Julia leaned against the wall. Matthew was playing in the boots and shoes in the front vestibule, and her mother was opening and shutting every drawer in the kitchen for the
hundred thousandth time while rubbing her hands and muttering to herself. Julia said, “Oh, I’m sorry to hear that” – about Donny’s mother – but she had difficulty concentrating on his words. He couldn’t seem to tell a story straight without continually veering off into accounts of several friends and relations, only the first few of whom had anything to do with the original story or thought. He’d obviously been living alone too long, was starved for conversation. But Julia nodded her head, made affirmative noises as if she had been following. She just wanted to lie down for a few moments, clear her head.
“Anyway -” he said, stopping suddenly, as if he realized she wasn’t with him at all. “My mom’s in bed, but she’s together mentally. I don’t have to keep an eye out all the time the way you do. Do you want some help bringing her back to Fallowfields tomorrow?”
“No. No, thank you. I should be all right,” Julia said. Just a quick nap. She’d curl up with Matthew in bed with the big red comforter. He could have some nubbies and they both could drift off. She’d lock the doors and make sure the knives were put away so her mother wouldn’t hurt herself. Just for ten minutes or so.
“She sure is hunting for something,” Donny said. Her mother was approaching a fever pitch of panic, slamming the kitchen drawers, not even bothering to stop and look for whatever it was she wanted.
“Mom. Mom!” Julia said, and ran her hand through her hair, stopped to pull it for a second, just to wake herself up. “Mom, please. Just calm down!”
She turned to Donny and thanked him again, told him she would be fine, saw him out and then shut and locked the door. Then she went to her mother and embraced her from behind,
around the waist and under the arms. “Please,” she said softly, hugging her, trying to sound loving and reassuring. “How about some cake?”
“Well, I hardly ever am allowed!” her mother said.

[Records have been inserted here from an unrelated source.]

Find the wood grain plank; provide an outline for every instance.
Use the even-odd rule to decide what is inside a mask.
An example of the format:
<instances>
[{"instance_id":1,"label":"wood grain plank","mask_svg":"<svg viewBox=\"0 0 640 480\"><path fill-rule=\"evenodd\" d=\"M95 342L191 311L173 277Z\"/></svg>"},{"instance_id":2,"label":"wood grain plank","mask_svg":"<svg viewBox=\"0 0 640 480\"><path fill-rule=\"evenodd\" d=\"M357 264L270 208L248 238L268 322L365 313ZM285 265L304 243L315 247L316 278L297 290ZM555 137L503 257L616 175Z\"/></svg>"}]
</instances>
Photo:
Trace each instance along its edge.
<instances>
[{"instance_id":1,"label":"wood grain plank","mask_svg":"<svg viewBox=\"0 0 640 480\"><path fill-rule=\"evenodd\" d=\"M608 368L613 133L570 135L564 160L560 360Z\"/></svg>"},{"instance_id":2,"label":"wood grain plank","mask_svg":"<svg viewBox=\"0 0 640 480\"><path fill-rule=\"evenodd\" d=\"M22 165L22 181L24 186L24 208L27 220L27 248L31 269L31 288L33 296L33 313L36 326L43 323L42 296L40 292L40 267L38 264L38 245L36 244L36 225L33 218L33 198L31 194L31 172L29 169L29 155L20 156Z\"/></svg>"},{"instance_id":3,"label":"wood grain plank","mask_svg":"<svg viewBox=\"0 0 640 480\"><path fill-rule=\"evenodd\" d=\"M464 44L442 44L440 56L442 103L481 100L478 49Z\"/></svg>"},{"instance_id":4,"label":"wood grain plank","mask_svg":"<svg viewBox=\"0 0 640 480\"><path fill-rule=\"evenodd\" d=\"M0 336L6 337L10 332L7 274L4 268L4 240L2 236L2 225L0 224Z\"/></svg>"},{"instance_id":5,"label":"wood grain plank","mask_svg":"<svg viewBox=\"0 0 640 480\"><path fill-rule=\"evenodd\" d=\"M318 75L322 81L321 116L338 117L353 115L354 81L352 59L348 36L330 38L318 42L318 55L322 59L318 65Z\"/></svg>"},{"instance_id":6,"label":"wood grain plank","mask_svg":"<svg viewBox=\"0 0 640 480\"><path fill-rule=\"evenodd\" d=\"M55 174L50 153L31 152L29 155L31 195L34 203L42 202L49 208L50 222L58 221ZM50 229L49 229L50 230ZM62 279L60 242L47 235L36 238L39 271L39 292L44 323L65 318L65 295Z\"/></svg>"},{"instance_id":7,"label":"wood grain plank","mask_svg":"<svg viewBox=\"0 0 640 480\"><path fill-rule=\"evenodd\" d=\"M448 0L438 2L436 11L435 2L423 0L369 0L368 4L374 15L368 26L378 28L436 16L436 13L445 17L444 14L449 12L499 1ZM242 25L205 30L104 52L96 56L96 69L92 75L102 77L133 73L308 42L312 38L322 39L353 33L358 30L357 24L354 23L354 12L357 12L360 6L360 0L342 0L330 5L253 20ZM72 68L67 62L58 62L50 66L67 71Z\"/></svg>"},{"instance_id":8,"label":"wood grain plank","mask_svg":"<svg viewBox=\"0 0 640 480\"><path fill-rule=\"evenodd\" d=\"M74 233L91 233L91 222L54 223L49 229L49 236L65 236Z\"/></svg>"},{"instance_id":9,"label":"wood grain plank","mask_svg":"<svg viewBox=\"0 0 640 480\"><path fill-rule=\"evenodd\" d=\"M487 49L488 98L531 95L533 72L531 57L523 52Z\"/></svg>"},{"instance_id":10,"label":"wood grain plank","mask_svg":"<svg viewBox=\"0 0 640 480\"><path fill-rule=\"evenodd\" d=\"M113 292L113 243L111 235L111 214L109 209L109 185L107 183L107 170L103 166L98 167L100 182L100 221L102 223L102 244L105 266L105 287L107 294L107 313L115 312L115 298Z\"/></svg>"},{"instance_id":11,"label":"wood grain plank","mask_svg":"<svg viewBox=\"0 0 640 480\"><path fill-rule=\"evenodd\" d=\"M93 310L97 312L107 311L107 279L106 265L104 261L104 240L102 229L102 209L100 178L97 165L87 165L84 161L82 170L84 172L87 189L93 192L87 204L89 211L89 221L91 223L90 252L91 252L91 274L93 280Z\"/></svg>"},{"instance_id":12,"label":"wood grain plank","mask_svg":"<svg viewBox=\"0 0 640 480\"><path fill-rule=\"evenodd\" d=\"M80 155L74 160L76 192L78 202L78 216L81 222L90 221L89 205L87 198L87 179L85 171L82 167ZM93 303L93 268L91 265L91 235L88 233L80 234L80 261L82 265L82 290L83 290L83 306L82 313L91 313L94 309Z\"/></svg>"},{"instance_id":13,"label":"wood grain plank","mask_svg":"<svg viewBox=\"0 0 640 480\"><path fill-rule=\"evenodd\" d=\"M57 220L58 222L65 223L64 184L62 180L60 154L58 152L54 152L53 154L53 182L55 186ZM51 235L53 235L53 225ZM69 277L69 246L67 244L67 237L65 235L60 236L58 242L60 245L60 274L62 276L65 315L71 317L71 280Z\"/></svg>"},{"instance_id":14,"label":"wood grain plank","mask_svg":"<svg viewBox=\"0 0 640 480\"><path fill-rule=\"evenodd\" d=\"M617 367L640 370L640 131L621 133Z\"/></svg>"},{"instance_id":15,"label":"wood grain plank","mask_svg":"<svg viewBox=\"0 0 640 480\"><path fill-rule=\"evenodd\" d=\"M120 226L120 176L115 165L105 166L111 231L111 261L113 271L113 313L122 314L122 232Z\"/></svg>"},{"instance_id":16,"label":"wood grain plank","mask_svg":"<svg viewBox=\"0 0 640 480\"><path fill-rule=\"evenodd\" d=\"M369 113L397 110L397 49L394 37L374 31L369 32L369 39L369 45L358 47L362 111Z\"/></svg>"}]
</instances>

“You’re allowed cake,” Julia said tearfully. The hands wouldn’t stop, they were either pulling at drawers or else wiping themselves off. This is my
mother
, Julia thought. This woman so wretched, delusional, broken. Every so often it hit home with unbearable weight. This woman who stood so tall when they buried her husband, who planned the funeral, managed the estate, composed personal cards to everyone who called or wrote or sent flowers or even mentioned in passing how sorry they were. This woman was now reduced to pawing invisible things off the backs of her hands.
“I have some cake in the freezer,” Julia breathed. “I’ll have to go down for a minute and get it. And then I’ll be up, all right? Do you want maple syrup on it?”
“We were all turnips,” her mother said.
“You
love
maple syrup. You used to drink it from the bottle when you thought we weren’t looking. Daddy would say, ‘Lenore, for God’s sake!’ Do you remember that?”
Her mother looked quite nostalgic for a time, then suddenly seemed to be reminded of something far more important, and began again to open drawers and shut them. Julia raced down the basement stairs, got halfway to the freezer then remembered that she’d left Matthew playing in the front hall closet. She didn’t want him alone with his grandmother, so she raced up again, got him, carried him down to the basement, and retrieved the large wedge of chocolate cake she’d frozen some months ago after Bob’s birthday. Then she carried the boy and the cake back up to the kitchen, defrosted the cake in the microwave, and poured maple syrup on it.